A while back, an elderly lady popped into the Cape Gun Works in Hyannis — a school lunch lady, it turned out. “I don’t like guns,” she said. “How do I get one?” Looking for answers to this and other questions, I went to visit Toby Leary, the owner and president of Cape Gun Works. If you’re thinking of purchasing a firearm around here, this would be the place to do it. They also have the only public indoor gun shooting range in southeast New England.
Liberals like me talk about guns, but this was my first conversation with somebody who actually knows a lot about them. We need to have more conversations like this.
Cape Gun Works opened ten years ago on Barnstable Road in Hyannis. Now it’s located at 96 Airport Road. I first walked in out of pure curiosity. Here was a Cape Cod subculture I knew nothing about. So I walked over to a glass counter with pistols on display, just casually looking and getting the lay of the land. An attractive young couple was shopping at the same counter. You might have thought they were picking out a China pattern. They were friendly and soon we had struck up a conversation. Turns out, they were picking out their first firearm.

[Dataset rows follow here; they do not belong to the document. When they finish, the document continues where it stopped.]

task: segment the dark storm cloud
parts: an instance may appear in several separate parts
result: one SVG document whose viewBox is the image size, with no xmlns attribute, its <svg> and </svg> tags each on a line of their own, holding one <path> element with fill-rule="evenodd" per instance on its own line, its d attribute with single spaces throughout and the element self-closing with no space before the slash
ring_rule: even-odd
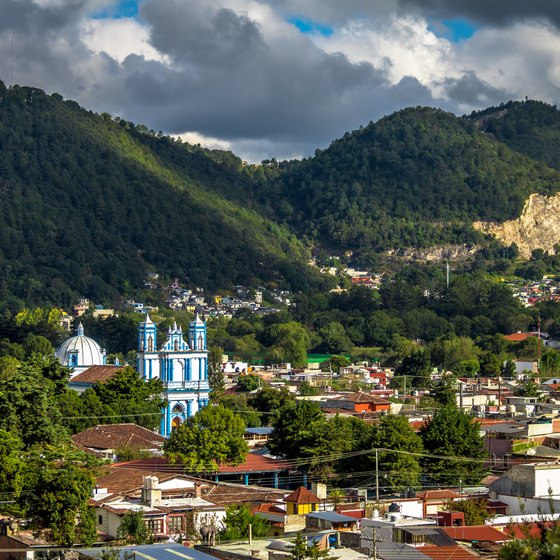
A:
<svg viewBox="0 0 560 560">
<path fill-rule="evenodd" d="M 257 23 L 231 10 L 178 0 L 161 10 L 154 0 L 141 15 L 152 44 L 172 63 L 124 61 L 126 113 L 168 132 L 291 139 L 312 153 L 403 100 L 433 101 L 416 80 L 391 87 L 370 64 L 327 54 L 299 33 L 267 42 Z"/>
<path fill-rule="evenodd" d="M 492 87 L 472 72 L 460 78 L 448 78 L 443 82 L 447 97 L 451 102 L 471 107 L 495 105 L 508 99 L 504 90 Z"/>
<path fill-rule="evenodd" d="M 491 25 L 509 25 L 527 19 L 548 19 L 560 24 L 556 0 L 399 0 L 401 7 L 441 18 L 469 18 Z"/>
</svg>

Everything about this was weird. I have believed for a long time that America would be a safer place if there were far fewer weapons in it. So what am I doing in a gun shop? I’m looking around because the reality on the ground is that lots and lots of Americans own guns for all kinds of reasons and maybe it was about time I met some of them and learned something.
Well, if you want to learn about guns, there are few people better to learn from than Toby Leary. He gave me a walking tour around the facility. Turns out, a lot of people come into the shop looking for ways to improve their home security (or their peace of mind) without buying a firearm at all. One display was filled with non-lethal home defense options. There was a line of products from a company called Byrna. The Byrna products, brightly colored in black and orange, are available in pistol and short rifle formats. They don’t use gunpowder. They fire a marble sized plastic ball, powered by a CO2 capsule.

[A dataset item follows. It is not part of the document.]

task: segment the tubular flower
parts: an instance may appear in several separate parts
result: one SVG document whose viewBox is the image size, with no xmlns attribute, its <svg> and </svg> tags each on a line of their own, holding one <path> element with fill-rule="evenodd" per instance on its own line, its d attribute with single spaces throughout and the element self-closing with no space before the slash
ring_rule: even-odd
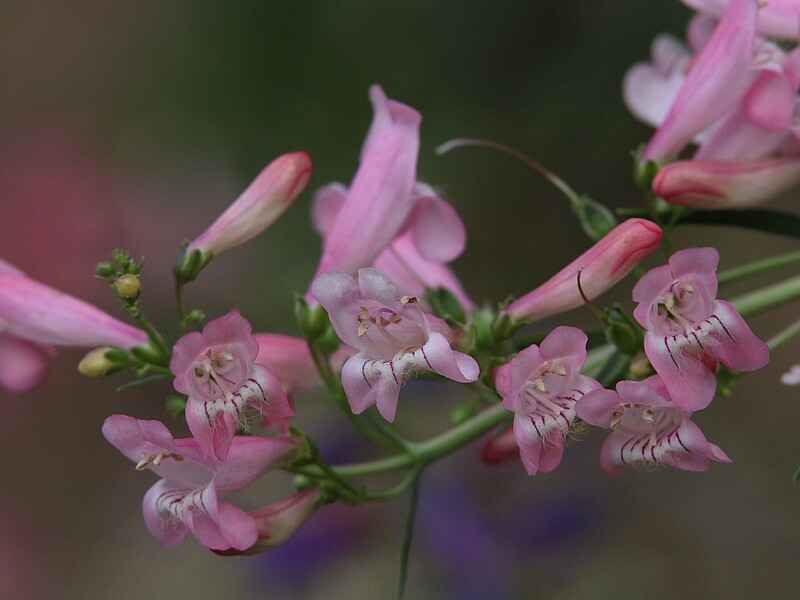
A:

Shotguns can be equipped with beanbag rounds, dense rubber balls or pepper balls. In every case, the idea is not to kill someone but to make their continued advance into your home such a painful process that they’ll change their minds and leave. These alternatives have become highly popular — “Flying out of the store” as Toby put it.
When I was a boy, lots of kids learned to shoot through the Boy Scouts. They could take gun safety courses through the NRA, which had not yet reinvented itself as a lobby for gun manufacturers. That’s how Toby got into the sport, as a Boy Scout. If you want to take a gun safety course today, they have a variety of classes offered at the Gun Works.
Hunters can certainly find a variety of rifles there. In the early 60s, every fall my father would join a bunch of friends, go down to West Virginia and hunt deer. He never shot one. I asked him about it, and he told me once he’d lined up the perfect shot, but then the deer swung its head around and looked straight at him. “If you’ve ever seen Bambi as a boy,” he said, “it completely ruins you for deer hunting.” But he loved his friends, and he loved the camaraderie and camping out all the same. For serious hunters, a good-sized deer can help feed a family all winter.
“Some people shouldn’t buy guns,” said Toby … “temper, judgment.” But gun ownership is a constitutional right. Here in Massachusetts, there is a system in place to screen out at least some of the folks for whom gun ownership is problematical. The process takes a couple of months. At least someone can’t stalk into a gun shop smoking mad, buy a gun, walk out and shoot someone. The state requires a four-hour mandated safety class and soon, a mandated eight-hour shooting range training.
Toby accompanied me to the shooting range. Newbies will have someone trained to walk them through the safety rules and fit them out with safety glasses and noise-blocking earphones. It’s friendly, patient but careful and professional. Whatever the racket on the range, with one-foot-thick walls, you can’t hear a sound from the street.
According to the Centers for Disease Control and Prevention, in 2022 there were more than 48,000 firearm-related deaths in the United States. That’s about 132 people dying from a firearm-related injury each day. More than half of firearm-related deaths were suicides and more than four out of every 10 were homicides.
I still have no way to reconcile myself to it — and I’m not sure I’m supposed to. But we just had another election and it’s clear America has no intention of disarming itself anytime soon. So if there are going to be guns, and we know there will, this seems by far the best way to do it.
Besides, there’s no reason why a Democrat can’t learn to shoot straight.